Both augur one thing for Clinton. She will tack to the right, secure her hold on Wall Street and offer a safe harbor for traditional Republican elites until the dust settles. And that dust may not settle any time soon. It will be triangulation on a grand scale and the left will be thrown under the bus in the DP’s haste to court disaffected Republican voters. It is time, abundantly time, to disabuse those remaining Sanders supporters who still harbor the illusion – an illusion Jason never shared – that their challenge has forced Clinton substantially to the left. The DP promises, now more than ever, to be a political dead end for progressive forces. And the Sanders’ movement, if it remains in the DP, will be isolated and neutralized.

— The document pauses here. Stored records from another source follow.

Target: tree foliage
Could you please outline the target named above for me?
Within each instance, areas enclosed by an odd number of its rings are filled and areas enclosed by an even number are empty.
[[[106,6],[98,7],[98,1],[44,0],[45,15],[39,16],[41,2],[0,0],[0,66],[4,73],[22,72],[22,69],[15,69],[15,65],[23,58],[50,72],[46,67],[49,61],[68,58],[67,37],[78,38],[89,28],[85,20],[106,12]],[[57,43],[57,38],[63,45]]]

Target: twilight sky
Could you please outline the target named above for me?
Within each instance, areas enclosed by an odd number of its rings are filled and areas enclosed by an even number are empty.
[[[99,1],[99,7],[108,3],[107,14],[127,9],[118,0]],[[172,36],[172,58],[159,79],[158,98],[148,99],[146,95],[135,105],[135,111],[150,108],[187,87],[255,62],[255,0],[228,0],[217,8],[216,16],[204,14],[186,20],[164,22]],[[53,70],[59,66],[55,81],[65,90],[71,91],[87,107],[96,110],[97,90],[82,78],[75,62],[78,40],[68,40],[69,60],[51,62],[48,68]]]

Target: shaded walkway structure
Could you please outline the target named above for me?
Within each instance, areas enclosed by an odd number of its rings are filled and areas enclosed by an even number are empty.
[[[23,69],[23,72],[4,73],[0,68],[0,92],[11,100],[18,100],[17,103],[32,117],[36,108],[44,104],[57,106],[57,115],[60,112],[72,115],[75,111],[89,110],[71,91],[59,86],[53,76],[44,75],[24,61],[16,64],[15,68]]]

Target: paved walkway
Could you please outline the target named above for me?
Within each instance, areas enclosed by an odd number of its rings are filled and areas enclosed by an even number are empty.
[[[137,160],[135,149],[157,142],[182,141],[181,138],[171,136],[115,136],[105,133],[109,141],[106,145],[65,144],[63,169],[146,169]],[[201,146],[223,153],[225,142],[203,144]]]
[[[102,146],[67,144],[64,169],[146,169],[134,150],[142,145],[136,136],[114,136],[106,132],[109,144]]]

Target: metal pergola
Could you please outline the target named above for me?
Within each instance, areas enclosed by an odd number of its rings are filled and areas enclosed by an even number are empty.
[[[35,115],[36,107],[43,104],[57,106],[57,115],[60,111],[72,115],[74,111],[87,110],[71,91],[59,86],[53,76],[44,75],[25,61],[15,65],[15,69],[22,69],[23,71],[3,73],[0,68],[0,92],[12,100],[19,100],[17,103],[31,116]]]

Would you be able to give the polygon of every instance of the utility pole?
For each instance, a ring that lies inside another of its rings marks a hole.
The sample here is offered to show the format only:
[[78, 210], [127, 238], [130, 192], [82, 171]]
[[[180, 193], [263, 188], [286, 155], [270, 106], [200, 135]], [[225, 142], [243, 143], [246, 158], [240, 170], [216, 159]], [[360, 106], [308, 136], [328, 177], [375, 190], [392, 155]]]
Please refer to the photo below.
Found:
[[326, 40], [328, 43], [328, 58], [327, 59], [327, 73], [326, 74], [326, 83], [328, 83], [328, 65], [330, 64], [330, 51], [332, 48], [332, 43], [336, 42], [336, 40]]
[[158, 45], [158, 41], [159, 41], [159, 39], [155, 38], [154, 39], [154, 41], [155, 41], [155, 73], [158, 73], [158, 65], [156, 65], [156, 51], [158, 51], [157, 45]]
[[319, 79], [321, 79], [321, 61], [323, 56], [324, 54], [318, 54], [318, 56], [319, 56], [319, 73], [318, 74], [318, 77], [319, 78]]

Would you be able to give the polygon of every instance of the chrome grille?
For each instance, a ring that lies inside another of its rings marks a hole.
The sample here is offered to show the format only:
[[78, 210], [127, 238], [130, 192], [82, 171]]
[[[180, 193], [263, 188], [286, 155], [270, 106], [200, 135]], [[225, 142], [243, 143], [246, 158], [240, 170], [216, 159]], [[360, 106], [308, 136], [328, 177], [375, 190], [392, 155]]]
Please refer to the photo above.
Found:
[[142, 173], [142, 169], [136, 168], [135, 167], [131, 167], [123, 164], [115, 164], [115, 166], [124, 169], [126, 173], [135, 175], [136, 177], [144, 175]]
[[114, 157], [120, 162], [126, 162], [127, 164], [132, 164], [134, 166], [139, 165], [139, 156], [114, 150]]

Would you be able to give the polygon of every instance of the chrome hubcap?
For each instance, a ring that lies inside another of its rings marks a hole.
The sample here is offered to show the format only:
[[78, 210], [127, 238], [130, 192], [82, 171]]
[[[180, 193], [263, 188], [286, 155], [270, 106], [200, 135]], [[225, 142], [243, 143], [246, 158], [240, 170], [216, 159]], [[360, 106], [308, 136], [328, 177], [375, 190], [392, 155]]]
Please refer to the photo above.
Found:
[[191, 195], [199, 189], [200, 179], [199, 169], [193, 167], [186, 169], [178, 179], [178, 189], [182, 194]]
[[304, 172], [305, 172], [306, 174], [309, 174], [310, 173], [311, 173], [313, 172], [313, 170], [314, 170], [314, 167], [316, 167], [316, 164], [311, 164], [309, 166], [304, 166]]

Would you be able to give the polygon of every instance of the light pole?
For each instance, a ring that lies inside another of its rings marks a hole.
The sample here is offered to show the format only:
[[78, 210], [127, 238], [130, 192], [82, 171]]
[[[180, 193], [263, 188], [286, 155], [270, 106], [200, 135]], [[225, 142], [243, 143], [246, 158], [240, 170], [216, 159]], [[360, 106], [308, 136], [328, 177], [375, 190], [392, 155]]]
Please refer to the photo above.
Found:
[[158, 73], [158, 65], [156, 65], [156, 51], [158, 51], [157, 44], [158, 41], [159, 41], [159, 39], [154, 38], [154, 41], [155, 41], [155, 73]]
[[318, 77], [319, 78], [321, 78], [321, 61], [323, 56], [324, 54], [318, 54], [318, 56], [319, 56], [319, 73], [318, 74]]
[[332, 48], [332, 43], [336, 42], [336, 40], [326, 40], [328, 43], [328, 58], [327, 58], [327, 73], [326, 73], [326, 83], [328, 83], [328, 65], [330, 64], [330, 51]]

We have to face the fact that a new independent progressive party, by splitting the anti-Trump vote, may turn out in one election, to bring about a Republican victory. It is not our goal, but it may be an unavoidable stage in the development of independent politics. But the truth is that Trump’s issues are Sanders’ issues. And Sanders is a much stronger candidate against Trump than is Clinton. So despite how the media is likely to spin a Republican victory, it would be the perpetuation of the Democratic Party, with its built-in corporate and financial interests, that proved to be the chief obstacle to a Sanders’ victory and not the reverse.
The takeaway is that if the left cannot begin to offer a meaningful alternative for hard hit American workers, nationalist demagogues on the right will arise now and in the future to do just that.
The Sanders’ campaign has incubated an incipient third party within the existing framework of the DP. His movement has shown that class struggle politics has traction with young people, independents and disaffected white working class voters. Its appeal is beginning to make significant headway in minority communities. He has created an autonomous political apparatus, an effective ground game and accumulated a massive voters list. He has demonstrated that parties can be self-funding mass membership organizations even in the American context.
He has created the pre-condition of the political revolution he seeks.
What we urgently now need is clarity about the DP; what we urgently need to do is convince the Sanders movement of the immediate imperative to complete their split and chart a new path to independent politics.